I know I've said this before but I'm gonna say it again. I used to have a really high pain tolerance. I don't anymore.
There could be several reasons for that. I think a lot of it is psychological. I think it's because of my experience in the emergency room almost a year ago, when I was denied any pain medication during a very painful procedure. That might explain it, but knowing that doesn't make it any easier to deal with pain.
It could also be because I've had chronic pain for so long now, with my back problems. There has been some research that suggests that when one has chronic pain, it's almost like wearing a grove in the floor from walking back and forth in the same line over and over again. Those neural pathways in the brain are like groves in the floor. So that could be part of it, too.
Whatever it is, it's a lot harder to cope with pain than it used to be.
The pain in my mouth reminds me of the pain in my arms when my cuts were stapled with no pain medication and no local anesthetic. The pain feels similar, like a sharp, stinging kind of pain. Monday night, after having my tooth pulled, my arms started hurting. I knew there was nothing wrong with my arms, I knew that was completely psychosomatic, but nonetheless, my arms hurt. And I couldn't make my arms stop hurting and I couldn't make my mouth stop hurting, and I was here alone in my pain, and that felt a lot like being in the hospital in my room alone with my stapled arms hurting and not being able to get any pain relief.

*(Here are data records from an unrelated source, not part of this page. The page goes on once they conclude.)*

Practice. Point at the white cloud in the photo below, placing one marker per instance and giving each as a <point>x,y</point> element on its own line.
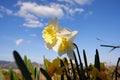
<point>68,1</point>
<point>33,23</point>
<point>31,12</point>
<point>83,2</point>
<point>19,41</point>
<point>33,35</point>
<point>68,9</point>
<point>5,10</point>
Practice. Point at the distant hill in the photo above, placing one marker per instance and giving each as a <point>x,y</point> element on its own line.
<point>8,64</point>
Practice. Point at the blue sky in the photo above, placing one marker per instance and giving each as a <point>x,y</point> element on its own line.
<point>22,22</point>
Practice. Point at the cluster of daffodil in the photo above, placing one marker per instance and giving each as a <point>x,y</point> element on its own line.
<point>59,39</point>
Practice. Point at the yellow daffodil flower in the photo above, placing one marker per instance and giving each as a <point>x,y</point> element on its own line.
<point>59,38</point>
<point>53,67</point>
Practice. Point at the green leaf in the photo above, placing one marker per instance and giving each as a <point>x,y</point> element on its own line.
<point>45,74</point>
<point>97,60</point>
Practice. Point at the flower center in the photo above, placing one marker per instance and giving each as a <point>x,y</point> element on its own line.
<point>49,35</point>
<point>64,45</point>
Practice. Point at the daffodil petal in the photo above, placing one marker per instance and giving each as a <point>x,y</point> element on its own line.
<point>70,53</point>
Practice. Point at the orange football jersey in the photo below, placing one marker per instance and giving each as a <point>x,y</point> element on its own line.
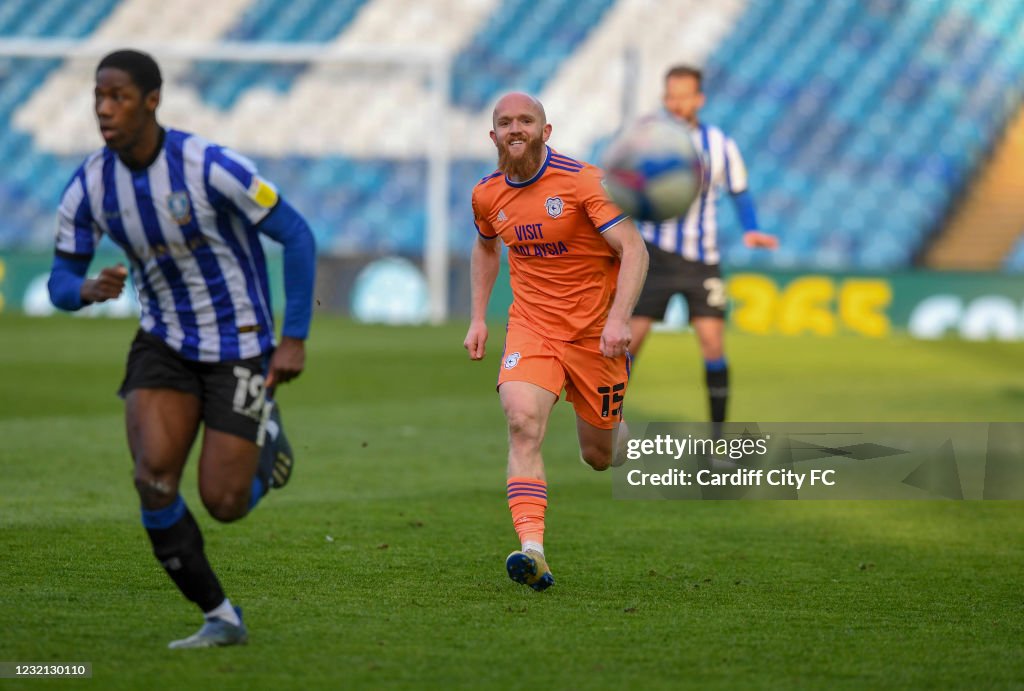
<point>563,272</point>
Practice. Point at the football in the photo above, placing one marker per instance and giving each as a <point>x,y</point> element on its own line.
<point>652,170</point>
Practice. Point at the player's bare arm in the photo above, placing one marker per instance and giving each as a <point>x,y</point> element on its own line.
<point>628,244</point>
<point>484,262</point>
<point>108,286</point>
<point>288,361</point>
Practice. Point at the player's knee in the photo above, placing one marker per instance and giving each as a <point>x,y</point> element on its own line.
<point>596,456</point>
<point>226,506</point>
<point>524,428</point>
<point>155,490</point>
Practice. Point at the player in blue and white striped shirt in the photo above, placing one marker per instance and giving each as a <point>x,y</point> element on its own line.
<point>187,215</point>
<point>684,251</point>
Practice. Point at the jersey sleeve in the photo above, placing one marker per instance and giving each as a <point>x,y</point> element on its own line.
<point>239,186</point>
<point>599,209</point>
<point>483,226</point>
<point>735,169</point>
<point>77,233</point>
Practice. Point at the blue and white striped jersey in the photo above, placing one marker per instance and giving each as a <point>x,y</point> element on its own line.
<point>695,234</point>
<point>186,224</point>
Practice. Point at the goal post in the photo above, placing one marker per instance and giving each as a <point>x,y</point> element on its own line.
<point>366,103</point>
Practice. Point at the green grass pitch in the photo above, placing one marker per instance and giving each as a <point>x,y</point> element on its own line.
<point>381,564</point>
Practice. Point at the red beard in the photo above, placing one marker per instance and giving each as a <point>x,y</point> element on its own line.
<point>525,166</point>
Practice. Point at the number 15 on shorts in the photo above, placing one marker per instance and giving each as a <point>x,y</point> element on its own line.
<point>611,395</point>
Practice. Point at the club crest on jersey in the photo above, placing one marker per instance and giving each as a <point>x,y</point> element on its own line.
<point>554,206</point>
<point>180,207</point>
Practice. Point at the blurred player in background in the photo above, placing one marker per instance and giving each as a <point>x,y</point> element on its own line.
<point>577,267</point>
<point>187,214</point>
<point>684,251</point>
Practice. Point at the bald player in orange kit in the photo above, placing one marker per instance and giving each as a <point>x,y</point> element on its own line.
<point>577,266</point>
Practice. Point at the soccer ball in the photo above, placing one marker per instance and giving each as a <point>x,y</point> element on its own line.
<point>652,170</point>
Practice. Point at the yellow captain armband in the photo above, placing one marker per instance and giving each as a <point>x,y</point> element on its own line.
<point>262,192</point>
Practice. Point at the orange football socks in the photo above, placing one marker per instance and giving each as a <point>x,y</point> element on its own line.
<point>527,501</point>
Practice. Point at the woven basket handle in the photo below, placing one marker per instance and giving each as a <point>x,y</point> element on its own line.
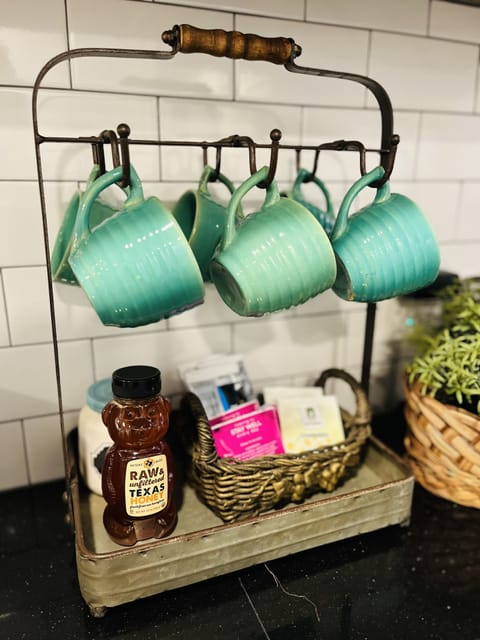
<point>362,413</point>
<point>206,444</point>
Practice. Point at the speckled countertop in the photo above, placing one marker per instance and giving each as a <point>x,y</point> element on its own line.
<point>417,582</point>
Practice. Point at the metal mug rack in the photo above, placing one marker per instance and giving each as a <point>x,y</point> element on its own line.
<point>187,39</point>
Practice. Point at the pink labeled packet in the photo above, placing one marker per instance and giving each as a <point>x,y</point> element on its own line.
<point>249,436</point>
<point>235,412</point>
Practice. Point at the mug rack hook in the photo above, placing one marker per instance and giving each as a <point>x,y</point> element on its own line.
<point>218,160</point>
<point>275,136</point>
<point>110,136</point>
<point>123,131</point>
<point>98,154</point>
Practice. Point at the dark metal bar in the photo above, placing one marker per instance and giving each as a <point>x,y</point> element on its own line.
<point>389,140</point>
<point>368,346</point>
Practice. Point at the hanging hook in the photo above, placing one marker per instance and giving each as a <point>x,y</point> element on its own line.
<point>275,136</point>
<point>99,156</point>
<point>298,153</point>
<point>110,136</point>
<point>338,145</point>
<point>123,131</point>
<point>218,159</point>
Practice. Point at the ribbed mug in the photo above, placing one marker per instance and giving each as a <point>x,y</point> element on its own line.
<point>386,249</point>
<point>276,258</point>
<point>136,267</point>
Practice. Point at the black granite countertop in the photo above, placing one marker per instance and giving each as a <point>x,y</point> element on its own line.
<point>399,583</point>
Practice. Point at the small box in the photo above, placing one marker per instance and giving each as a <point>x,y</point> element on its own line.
<point>249,436</point>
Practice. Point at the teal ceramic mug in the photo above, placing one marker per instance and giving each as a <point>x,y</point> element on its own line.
<point>136,267</point>
<point>278,257</point>
<point>386,249</point>
<point>325,216</point>
<point>202,219</point>
<point>60,267</point>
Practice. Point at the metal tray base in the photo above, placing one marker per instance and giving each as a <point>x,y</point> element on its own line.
<point>202,546</point>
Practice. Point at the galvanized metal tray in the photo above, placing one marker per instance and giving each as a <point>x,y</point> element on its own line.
<point>202,546</point>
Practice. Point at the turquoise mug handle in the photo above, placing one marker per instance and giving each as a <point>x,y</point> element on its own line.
<point>382,194</point>
<point>207,173</point>
<point>300,179</point>
<point>272,196</point>
<point>82,224</point>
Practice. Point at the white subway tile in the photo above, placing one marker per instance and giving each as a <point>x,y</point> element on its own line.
<point>287,346</point>
<point>214,120</point>
<point>458,22</point>
<point>135,25</point>
<point>23,244</point>
<point>13,463</point>
<point>351,346</point>
<point>212,311</point>
<point>276,8</point>
<point>477,101</point>
<point>76,371</point>
<point>76,318</point>
<point>16,134</point>
<point>421,73</point>
<point>27,289</point>
<point>4,333</point>
<point>43,439</point>
<point>27,382</point>
<point>461,258</point>
<point>439,202</point>
<point>409,16</point>
<point>31,34</point>
<point>71,114</point>
<point>386,388</point>
<point>166,350</point>
<point>266,82</point>
<point>448,147</point>
<point>26,295</point>
<point>468,227</point>
<point>78,113</point>
<point>326,125</point>
<point>326,302</point>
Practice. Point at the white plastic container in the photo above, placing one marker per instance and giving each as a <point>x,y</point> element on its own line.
<point>93,437</point>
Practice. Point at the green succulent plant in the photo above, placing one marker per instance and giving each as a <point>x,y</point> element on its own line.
<point>447,365</point>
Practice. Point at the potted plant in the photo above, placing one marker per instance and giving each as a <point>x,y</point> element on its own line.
<point>443,399</point>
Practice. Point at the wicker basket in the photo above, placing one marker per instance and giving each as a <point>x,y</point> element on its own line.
<point>443,447</point>
<point>236,490</point>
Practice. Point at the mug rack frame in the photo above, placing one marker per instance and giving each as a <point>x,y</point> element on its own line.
<point>216,42</point>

It's not just the physical pain that is hard to deal with. It's the emotions that come along with it.
The pain is less today. Actually, I think I would describe it more as discomfort than actual pain. My mouth just feels a little sore and irritated. It gets worse when I eat. Eating cold things seems to be worse than warm things. Even really soft things that require almost no chewing, like yogurt, make my mouth hurt. Some of the places in my mouth that hurt aren't even places I had any work done, so I don't know what's up with that. Maybe it's referred pain, maybe it's just psychosomatic. I don't know. I just know it hurts.
I also know I'm hungry and then I eat and then it hurts a lot more and I regret eating. I've been drinking a lot of protein shakes, which don't bother my teeth as much, although warm drinks feel a little better in my mouth. If I drink with a straw, though, the liquid doesn't really touch my front teeth where I had the work done.
I'm worn out from dealing with this pain.